The in-memory cache is authoritative during a run. After each turn it is written to the DB via _save_conversation().

When a session is first referenced (e.g. a reopened chat), _load_session_from_db() restores the history from PostgreSQL into memory.

Message format¶

Messages follow a superset of the OpenAI conversation format:

[
  {"role": "user", "content": "What's the weather?"},
  {
    "role": "assistant",
    "content": null,
    "tool_calls": [{"id": "tc_1", "name": "web", "arguments": {"operation": "fetch_page", "url": "..."}}]
  },
  {"role": "tool", "tool_call_id": "tc_1", "content": "{\"success\": true, \"data\": {...}}"},
  {"role": "assistant", "content": "The weather in Oslo today is 12°C and cloudy."}
]

Each provider translates this into its own wire format. Anthropic uses a different structure from OpenAI — the AnthropicProvider and OpenRouterProvider classes handle the translation transparently.

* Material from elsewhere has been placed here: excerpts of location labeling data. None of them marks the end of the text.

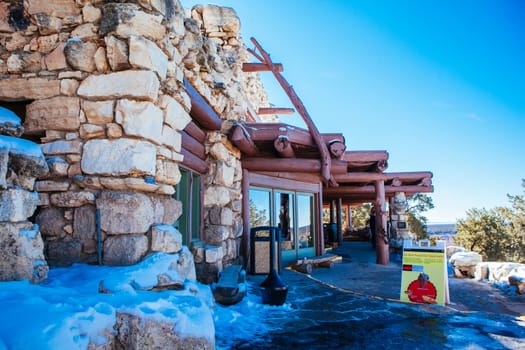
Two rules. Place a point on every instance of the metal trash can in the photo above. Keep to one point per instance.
(261, 238)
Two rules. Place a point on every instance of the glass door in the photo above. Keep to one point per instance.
(305, 225)
(285, 218)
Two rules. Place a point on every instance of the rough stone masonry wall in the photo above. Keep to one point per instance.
(104, 86)
(214, 66)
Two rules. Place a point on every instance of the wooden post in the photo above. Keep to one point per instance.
(349, 218)
(340, 221)
(245, 241)
(382, 248)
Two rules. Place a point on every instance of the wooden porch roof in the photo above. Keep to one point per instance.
(279, 147)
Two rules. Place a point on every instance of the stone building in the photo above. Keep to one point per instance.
(147, 115)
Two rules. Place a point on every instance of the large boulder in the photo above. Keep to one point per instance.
(119, 157)
(124, 213)
(10, 123)
(140, 332)
(22, 253)
(17, 204)
(124, 250)
(464, 263)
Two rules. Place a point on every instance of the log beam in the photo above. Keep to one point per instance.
(360, 190)
(365, 156)
(273, 110)
(260, 67)
(241, 138)
(201, 111)
(337, 149)
(292, 165)
(193, 162)
(362, 177)
(325, 170)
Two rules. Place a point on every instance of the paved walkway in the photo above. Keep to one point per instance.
(359, 273)
(340, 309)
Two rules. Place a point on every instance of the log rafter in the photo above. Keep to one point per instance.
(275, 110)
(265, 59)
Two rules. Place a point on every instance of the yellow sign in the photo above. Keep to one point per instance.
(424, 277)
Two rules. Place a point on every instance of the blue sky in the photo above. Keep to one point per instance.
(440, 85)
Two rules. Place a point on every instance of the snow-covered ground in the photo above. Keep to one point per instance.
(67, 311)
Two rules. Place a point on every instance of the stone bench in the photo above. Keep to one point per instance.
(231, 287)
(305, 265)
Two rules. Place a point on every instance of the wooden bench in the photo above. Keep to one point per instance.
(305, 265)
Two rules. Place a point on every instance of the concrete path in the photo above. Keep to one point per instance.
(355, 306)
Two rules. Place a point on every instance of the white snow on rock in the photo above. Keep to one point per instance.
(20, 146)
(9, 117)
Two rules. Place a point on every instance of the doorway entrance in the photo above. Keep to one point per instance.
(293, 213)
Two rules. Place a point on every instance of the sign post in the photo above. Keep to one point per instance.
(424, 277)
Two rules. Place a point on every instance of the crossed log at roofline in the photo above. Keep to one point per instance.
(265, 60)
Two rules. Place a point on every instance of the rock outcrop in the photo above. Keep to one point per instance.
(21, 163)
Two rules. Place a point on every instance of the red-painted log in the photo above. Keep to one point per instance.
(273, 110)
(260, 67)
(241, 138)
(299, 106)
(337, 149)
(292, 165)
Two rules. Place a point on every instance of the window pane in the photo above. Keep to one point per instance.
(305, 220)
(259, 207)
(285, 219)
(196, 207)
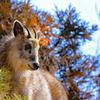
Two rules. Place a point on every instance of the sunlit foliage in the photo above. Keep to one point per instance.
(62, 35)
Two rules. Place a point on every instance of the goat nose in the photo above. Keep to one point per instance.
(36, 65)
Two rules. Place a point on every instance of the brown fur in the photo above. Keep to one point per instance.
(27, 78)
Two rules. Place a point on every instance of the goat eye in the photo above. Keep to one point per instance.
(27, 47)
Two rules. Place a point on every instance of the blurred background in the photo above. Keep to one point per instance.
(69, 45)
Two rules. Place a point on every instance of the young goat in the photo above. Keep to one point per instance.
(20, 53)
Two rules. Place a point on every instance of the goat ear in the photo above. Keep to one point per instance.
(18, 28)
(38, 34)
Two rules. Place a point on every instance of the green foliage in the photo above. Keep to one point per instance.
(66, 31)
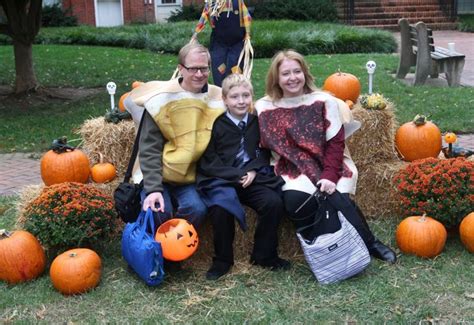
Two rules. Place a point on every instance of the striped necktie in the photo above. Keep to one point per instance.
(240, 157)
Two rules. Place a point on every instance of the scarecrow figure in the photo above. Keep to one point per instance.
(230, 47)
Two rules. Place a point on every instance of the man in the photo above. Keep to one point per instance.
(176, 129)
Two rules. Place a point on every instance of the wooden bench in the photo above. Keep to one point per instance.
(418, 49)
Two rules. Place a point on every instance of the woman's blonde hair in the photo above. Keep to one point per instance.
(235, 80)
(272, 87)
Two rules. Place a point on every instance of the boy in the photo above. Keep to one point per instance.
(234, 170)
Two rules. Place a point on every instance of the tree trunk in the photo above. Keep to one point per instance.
(25, 74)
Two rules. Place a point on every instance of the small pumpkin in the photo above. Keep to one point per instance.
(64, 163)
(422, 236)
(178, 238)
(76, 271)
(466, 232)
(22, 258)
(343, 86)
(121, 100)
(103, 172)
(450, 138)
(418, 139)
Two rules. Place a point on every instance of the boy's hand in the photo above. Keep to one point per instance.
(248, 179)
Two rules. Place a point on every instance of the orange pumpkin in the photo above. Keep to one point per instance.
(343, 86)
(103, 172)
(21, 256)
(121, 100)
(418, 139)
(64, 163)
(76, 271)
(422, 236)
(466, 232)
(450, 137)
(178, 238)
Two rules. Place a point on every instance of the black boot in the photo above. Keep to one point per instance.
(382, 252)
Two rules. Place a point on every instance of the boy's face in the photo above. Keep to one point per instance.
(238, 101)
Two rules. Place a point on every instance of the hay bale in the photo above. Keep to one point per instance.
(375, 141)
(376, 194)
(114, 141)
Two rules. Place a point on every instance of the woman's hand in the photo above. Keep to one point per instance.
(151, 202)
(248, 179)
(327, 186)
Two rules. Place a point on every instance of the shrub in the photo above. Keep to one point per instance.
(55, 16)
(70, 215)
(441, 188)
(186, 13)
(314, 10)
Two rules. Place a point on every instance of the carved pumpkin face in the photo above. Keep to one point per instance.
(178, 238)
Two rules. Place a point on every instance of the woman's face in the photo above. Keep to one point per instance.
(291, 78)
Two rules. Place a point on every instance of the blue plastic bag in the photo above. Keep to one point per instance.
(141, 251)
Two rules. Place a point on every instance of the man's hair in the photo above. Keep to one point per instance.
(235, 80)
(197, 47)
(272, 87)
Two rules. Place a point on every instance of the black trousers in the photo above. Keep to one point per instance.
(269, 207)
(307, 215)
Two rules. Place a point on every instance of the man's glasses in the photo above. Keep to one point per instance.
(194, 70)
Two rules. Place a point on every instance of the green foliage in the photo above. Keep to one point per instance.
(441, 188)
(186, 13)
(267, 37)
(55, 16)
(69, 215)
(466, 23)
(309, 10)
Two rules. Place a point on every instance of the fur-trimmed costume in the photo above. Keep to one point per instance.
(298, 130)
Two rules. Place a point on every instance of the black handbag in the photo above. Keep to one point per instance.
(127, 195)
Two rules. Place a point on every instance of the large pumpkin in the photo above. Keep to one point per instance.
(422, 236)
(76, 271)
(343, 85)
(178, 238)
(103, 172)
(418, 139)
(21, 256)
(466, 232)
(64, 163)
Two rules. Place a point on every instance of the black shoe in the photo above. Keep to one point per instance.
(382, 252)
(217, 270)
(275, 264)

When the user attaches files (images or PDFs) in the chat UI:

Images are sent as {type: "image", source: {type: "base64", media_type: ..., data: ...}}
PDFs are sent as {type: "document", source: {type: "base64", ...}}
The user's text and attachments are combined into a multi-part content list

The Anthropic provider passes these natively. The OpenRouter provider wraps them in its OpenAI-compatible format.

Tool schema filtering¶

The registry can serve different subsets of tools depending on context:

Context	Method	Effect
Interactive session	`get_schemas()`	All registered tools
Scheduled agent	`get_schemas_for_task(allowed_tools)`	Only declared tools
`force_only_extra_tools=True`	Build `_extra_dispatch` only	Only the injected tools
Non-admin user	Registry + BoundFilesystemTool	`filesystem` replaced with scoped version

The model cannot call a tool that isn't in the schema list sent to it. Undeclared tool calls are caught and returned as errors.

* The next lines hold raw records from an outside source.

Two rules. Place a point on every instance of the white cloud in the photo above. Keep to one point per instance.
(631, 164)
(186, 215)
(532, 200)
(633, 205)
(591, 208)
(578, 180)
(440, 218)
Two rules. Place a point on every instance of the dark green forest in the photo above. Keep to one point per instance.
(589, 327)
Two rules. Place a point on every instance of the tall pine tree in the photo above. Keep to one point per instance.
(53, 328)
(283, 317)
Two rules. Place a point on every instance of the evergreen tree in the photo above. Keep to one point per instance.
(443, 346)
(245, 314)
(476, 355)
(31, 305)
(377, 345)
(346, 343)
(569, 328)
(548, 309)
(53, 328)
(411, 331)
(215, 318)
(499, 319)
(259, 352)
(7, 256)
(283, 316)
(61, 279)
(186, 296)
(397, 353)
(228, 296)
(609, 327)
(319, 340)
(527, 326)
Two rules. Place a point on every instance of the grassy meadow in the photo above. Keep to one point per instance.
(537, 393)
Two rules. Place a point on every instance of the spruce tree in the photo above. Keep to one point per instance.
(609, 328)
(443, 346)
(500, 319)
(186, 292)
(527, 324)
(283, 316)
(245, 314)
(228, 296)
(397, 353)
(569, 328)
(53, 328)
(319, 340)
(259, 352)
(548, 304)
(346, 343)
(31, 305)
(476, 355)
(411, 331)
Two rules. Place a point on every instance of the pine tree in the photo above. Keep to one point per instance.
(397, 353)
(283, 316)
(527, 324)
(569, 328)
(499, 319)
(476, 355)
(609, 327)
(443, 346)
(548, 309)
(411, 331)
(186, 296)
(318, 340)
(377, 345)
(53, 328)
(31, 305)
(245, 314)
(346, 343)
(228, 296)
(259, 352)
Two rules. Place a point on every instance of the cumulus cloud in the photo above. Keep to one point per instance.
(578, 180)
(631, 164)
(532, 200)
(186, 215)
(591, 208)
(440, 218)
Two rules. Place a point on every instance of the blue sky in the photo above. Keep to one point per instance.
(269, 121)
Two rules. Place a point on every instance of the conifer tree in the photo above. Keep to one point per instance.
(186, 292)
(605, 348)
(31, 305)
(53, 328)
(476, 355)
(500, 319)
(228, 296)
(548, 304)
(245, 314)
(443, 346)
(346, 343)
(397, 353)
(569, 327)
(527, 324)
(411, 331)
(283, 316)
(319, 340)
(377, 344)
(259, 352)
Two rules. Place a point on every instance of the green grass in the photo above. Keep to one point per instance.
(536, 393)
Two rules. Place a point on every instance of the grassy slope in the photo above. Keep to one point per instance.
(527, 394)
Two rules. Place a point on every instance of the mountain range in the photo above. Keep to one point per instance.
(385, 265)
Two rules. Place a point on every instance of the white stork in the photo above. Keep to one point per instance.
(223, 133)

Security layers in the loop¶

Multiple security mechanisms fire sequentially on each tool call:

Confirmation check — tool.should_confirm(**args) → prompt user if True
Canary token (optional) — if model tries to pass the canary token in arguments, the call is blocked and an alert is sent
Output validation (optional) — LLM judge decides if the action is consistent with the user's original request
Tool execution — registry.dispatch(name, arguments) — never raises
LLM content screening (optional) — screens tool results for prompt injection before returning them to the model

Each layer is independently configurable via system:security_* credentials in the Settings UI.

Concurrency¶

The agent loop is fully async but single-threaded within a session. Multiple users get separate sessions, each with their own asyncio.Task. The AgentRunner._semaphore limits how many agent runs execute concurrently (default: 3, configurable via system:max_concurrent_runs).

Interactive chat sessions (WebSocket) are not throttled by the semaphore — only background agent runs are.